For industrial use, Adacore themselves offer commercial support for VXWorks.
There are examples of RTS for embedded ARM CPUs, layered over FreeRTOS or other RT OSes. (Excellent supporting blog here). These may not provide the full Ada tasking facilities, but a selected subset such as the RAVENSCAR profile, which is amenable to small system implementation (such as 12K or so of ARM Thumb code), and formal proof of correctness (RAVENSPARK).
As these are in part an open source community effort, efforts are fragmented and may not provide all the communication protocols you mention in a comment, however Ada's easy interface to C libraries makes it relatively easy to add Ada wrappers for missing components. And I suspect the community would welcome additional help in covering the remaining bases!
Some protocols are available, but with the rarity of people singing Ada's praises, they aren't widely advertised and may take some digging to find. For example, here's a library that interfaces to the MBUS protocol used by some industrial tools. The same author also offers a preliminary version of a libusb binding.
If you're interested in the mechanism of running Ada with a minimal RTS and no OS underneath, the "Ada Bare Bones" page on the OSDev Wiki may be interesting. This is for i386 but similar "bare bones" RTS exist for AVR and MSP430 microcontrollers.

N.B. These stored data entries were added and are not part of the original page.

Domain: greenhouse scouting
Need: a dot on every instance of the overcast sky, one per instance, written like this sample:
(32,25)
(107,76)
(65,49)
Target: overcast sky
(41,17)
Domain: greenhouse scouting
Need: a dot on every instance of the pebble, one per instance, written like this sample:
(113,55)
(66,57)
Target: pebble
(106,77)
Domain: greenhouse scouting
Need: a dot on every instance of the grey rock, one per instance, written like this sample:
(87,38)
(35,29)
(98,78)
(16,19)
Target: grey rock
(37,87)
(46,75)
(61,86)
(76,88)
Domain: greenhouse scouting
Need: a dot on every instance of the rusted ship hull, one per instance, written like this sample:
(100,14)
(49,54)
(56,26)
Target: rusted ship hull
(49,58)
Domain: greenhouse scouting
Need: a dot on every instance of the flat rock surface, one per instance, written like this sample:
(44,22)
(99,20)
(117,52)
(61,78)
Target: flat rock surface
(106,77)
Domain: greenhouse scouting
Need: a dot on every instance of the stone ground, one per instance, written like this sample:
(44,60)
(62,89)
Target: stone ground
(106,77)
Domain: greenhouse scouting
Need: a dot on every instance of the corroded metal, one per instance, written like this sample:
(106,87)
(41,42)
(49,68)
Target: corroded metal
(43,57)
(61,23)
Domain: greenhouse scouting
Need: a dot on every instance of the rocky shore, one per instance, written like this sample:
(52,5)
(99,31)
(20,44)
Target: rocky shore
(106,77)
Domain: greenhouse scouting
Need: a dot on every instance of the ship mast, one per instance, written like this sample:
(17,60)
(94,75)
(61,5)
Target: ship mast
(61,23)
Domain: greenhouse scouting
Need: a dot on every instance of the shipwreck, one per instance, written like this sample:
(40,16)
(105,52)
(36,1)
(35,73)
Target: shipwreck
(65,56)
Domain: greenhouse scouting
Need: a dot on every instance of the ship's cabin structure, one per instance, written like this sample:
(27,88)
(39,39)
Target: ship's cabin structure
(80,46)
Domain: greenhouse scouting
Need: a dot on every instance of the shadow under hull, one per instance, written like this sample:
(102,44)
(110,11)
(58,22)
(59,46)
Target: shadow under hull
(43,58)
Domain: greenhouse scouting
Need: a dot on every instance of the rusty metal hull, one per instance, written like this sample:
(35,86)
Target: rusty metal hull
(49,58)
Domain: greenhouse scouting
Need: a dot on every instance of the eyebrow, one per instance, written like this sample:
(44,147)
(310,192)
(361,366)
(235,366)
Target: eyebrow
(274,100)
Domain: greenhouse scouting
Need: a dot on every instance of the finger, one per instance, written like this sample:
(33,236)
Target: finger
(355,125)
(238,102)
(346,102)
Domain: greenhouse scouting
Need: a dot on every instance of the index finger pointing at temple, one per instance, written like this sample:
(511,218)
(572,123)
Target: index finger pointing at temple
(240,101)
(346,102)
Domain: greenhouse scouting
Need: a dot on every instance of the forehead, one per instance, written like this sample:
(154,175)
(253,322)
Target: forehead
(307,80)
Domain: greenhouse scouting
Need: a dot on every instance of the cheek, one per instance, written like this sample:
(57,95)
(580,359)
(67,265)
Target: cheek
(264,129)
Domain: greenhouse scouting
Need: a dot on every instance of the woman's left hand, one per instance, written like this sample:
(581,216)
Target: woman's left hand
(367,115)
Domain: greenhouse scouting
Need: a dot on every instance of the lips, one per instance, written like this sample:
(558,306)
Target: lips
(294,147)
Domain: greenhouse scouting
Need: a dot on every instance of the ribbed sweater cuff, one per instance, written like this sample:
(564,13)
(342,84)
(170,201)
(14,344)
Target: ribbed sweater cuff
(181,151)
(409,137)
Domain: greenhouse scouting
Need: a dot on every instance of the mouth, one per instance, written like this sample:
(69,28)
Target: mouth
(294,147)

This book looks like another useful resource, with accompanying tutorial material on its own website.
For a more theoretical treatment, John McCormick's book "Building parallel, real time and embedded applications in Ada" is valuable.
And one more link : as you mention GUI, I'd suggest looking at the Gnoga framework, written in Ada, where your application serves web pages viewable on any browser.